Now imagine that, just in Marvel Vs. Capcom: Infinite. Call it Ultimate Marvel Vs. Capcom: Infinite II Turbo Edition or what have you, but having Arcade Edition’s brackets and endings would be something to get casual fans more interested in Marvel Vs. Capcom: Infinite. I bought the deluxe edition of Marvel Vs. Capcom: Infinite the day it came out and it’s a purchase I don’t regret. I’ve said multiple times that Infinite as a fighting game feels great, but I don’t find myself playing it that much, even though I really want to, because there just isn’t that much to do in it for me. Playing through the arcade mode that’s already present is okay, but the reward of just new colors for my characters doesn’t really do it for me so it sits on my shelf of games being unplayed. Add in some endings though, however elaborate you want to make them, and it will easily find itself back into the disc tray of my PS4.
The Marvel Vs. Capcom series is no stranger to having simple endings, and it’s something that Marvel Vs. Capcom: Infinite sorely needs. Similarly dividing the eras of Marvel Vs. Capcom in the way that Street Fighter V: Arcade Edition does would both add extra replay value and celebrate the history of the Marvel Vs. Capcom series. Capcom doesn’t need to add the likes of Onslaught, Abyss and Galactus into Infinite (though, admittedly, that would be pretty cool), but simply just have conclusions for each era that reflect the original Marvel Vs. Capcom, 2, etc. Going through Infinite’s roster (including DLC) and replacing X for the original Mega Man and you’ve got 9 characters from the first MvC in Infinite: Spider-Man, Venom, Hulk, Captain America, Strider, Ryu, Chun-Li, Mega Man, Morrigan and if you want to, add Iron Man with a different color as that’s all War Machine was in the first Marvel Vs. Capcom and you’ve got a bracket of five matches. This is on part with the lowest tier in Street Fighter V: Arcade Edition, that of the original Street Fighter. A lot of MvC:I’s roster returns from Marvel Vs. Capcom 3 and its Ultimate Edition and those who were in MvC 2 are holdovers from the first game in the series with the addition of Thanos.

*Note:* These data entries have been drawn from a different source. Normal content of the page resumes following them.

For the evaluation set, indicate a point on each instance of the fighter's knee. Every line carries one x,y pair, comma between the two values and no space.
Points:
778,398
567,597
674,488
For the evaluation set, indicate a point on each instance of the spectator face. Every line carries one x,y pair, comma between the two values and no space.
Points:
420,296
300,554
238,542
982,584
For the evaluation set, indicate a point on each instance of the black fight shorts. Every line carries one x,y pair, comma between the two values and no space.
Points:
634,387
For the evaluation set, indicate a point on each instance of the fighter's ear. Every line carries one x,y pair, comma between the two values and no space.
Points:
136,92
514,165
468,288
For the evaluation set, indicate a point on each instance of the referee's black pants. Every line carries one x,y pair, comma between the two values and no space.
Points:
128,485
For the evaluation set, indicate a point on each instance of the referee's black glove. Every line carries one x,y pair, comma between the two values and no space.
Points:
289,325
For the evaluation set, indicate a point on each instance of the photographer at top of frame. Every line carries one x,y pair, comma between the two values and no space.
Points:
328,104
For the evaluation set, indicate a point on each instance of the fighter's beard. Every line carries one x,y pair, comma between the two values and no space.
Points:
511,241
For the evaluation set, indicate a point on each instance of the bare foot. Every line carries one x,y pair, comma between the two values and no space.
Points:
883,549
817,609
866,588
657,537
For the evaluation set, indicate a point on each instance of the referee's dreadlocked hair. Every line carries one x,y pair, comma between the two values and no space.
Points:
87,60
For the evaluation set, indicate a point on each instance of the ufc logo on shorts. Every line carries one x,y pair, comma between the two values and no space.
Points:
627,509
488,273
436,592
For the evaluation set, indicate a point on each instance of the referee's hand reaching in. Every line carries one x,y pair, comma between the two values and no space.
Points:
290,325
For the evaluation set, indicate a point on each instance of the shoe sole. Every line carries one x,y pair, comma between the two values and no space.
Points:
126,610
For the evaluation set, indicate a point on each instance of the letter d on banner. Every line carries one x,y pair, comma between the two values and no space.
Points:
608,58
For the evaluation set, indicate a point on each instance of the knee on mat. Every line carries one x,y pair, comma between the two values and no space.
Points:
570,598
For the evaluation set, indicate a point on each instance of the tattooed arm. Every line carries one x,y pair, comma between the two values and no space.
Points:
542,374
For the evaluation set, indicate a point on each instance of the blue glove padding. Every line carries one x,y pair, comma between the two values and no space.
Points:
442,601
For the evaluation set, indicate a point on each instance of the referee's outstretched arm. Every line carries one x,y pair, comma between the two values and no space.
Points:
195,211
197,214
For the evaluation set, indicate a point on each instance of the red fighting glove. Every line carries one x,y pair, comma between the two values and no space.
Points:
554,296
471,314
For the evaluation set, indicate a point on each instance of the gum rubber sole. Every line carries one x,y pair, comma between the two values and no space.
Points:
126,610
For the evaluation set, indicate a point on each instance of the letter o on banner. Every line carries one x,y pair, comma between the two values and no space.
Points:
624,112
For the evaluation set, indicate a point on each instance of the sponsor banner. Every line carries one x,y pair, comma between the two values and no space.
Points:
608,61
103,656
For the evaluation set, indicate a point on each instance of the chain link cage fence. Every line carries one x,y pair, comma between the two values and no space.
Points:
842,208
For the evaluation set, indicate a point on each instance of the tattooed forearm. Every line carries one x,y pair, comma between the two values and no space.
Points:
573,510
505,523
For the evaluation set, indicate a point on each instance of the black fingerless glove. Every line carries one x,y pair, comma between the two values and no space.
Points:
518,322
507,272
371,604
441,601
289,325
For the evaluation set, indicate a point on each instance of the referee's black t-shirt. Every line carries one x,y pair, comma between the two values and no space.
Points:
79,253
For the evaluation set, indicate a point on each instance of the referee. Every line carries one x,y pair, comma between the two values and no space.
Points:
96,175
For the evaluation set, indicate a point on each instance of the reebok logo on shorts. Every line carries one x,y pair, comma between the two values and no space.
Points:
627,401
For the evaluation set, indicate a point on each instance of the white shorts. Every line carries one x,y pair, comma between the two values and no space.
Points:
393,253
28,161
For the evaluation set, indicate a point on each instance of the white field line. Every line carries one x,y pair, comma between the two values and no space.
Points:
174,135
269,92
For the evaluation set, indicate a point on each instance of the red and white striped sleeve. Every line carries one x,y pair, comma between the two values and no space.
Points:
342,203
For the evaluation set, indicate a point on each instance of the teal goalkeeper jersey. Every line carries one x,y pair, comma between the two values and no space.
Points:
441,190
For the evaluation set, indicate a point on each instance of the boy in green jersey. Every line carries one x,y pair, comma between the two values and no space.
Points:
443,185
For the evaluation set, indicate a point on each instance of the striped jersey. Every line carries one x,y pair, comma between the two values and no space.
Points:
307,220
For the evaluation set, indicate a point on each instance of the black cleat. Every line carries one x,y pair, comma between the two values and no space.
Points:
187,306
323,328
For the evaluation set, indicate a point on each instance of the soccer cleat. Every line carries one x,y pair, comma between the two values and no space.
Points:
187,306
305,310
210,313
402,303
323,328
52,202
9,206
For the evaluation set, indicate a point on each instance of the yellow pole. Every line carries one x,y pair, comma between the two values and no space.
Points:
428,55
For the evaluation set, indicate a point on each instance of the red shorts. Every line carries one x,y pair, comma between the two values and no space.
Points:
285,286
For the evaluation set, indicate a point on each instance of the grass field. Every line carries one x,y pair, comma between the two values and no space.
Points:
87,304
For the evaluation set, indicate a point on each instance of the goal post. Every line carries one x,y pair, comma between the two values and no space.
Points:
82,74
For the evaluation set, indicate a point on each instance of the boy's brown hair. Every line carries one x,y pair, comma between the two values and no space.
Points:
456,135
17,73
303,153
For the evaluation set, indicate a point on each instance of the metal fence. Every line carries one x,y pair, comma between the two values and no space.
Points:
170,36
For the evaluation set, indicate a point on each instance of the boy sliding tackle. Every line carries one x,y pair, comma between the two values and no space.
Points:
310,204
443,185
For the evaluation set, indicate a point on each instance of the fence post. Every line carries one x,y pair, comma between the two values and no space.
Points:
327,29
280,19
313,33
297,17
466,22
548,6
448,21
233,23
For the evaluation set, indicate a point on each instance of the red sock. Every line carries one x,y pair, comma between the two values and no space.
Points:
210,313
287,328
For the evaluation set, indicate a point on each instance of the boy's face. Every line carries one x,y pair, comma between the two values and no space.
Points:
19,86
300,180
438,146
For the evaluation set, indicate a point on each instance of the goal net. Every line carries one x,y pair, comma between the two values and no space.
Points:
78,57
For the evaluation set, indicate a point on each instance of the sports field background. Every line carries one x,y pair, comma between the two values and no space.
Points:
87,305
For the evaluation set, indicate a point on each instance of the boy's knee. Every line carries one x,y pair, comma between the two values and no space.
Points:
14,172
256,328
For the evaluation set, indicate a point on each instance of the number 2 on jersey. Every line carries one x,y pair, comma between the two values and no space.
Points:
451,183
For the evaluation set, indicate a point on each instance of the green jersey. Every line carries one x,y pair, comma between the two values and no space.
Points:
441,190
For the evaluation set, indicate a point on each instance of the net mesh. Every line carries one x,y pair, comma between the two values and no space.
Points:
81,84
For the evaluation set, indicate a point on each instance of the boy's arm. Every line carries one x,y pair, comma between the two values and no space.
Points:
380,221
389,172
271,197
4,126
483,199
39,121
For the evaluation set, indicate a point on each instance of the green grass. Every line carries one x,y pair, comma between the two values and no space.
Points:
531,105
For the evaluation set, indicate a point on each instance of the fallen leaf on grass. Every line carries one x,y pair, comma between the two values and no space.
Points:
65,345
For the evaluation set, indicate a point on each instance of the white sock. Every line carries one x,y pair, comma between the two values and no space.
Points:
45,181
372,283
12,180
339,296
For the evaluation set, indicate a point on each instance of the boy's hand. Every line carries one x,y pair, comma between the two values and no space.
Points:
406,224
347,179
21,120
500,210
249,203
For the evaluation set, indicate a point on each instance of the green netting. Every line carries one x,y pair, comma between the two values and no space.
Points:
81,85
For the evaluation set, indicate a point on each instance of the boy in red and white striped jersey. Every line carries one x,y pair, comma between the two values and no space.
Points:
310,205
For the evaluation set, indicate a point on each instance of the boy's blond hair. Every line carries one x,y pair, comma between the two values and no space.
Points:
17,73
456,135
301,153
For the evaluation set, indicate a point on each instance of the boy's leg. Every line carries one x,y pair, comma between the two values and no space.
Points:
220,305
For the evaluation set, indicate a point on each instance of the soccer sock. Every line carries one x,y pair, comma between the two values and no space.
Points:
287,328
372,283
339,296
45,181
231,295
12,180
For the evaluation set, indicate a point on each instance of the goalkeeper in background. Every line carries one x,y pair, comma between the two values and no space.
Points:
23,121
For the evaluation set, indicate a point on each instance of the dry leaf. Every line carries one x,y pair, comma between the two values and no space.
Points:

Barely two months after launch, rumors began circulating that Capcom was planning future updates to help Marvel Vs. Capcom: Infinite’s image including adding characters from the X-Men camp (something that’s more than likely a possibility given that Disney is in the process of acquiring Fox’s film assets) and while that will do a lot to bring people back to Infinite, it still needs more than just new characters. For those who play solely online, new characters are great, but in order to compete with the likes of Injustice 2 and Tekken 7, Capcom needs to give players who play offline more to do. For that, they need to look no further than the just released Street Fighter V: Arcade Edition, which is the version of that game that I, someone who doesn’t play fighting games competitively, threw my limited gaming budget at.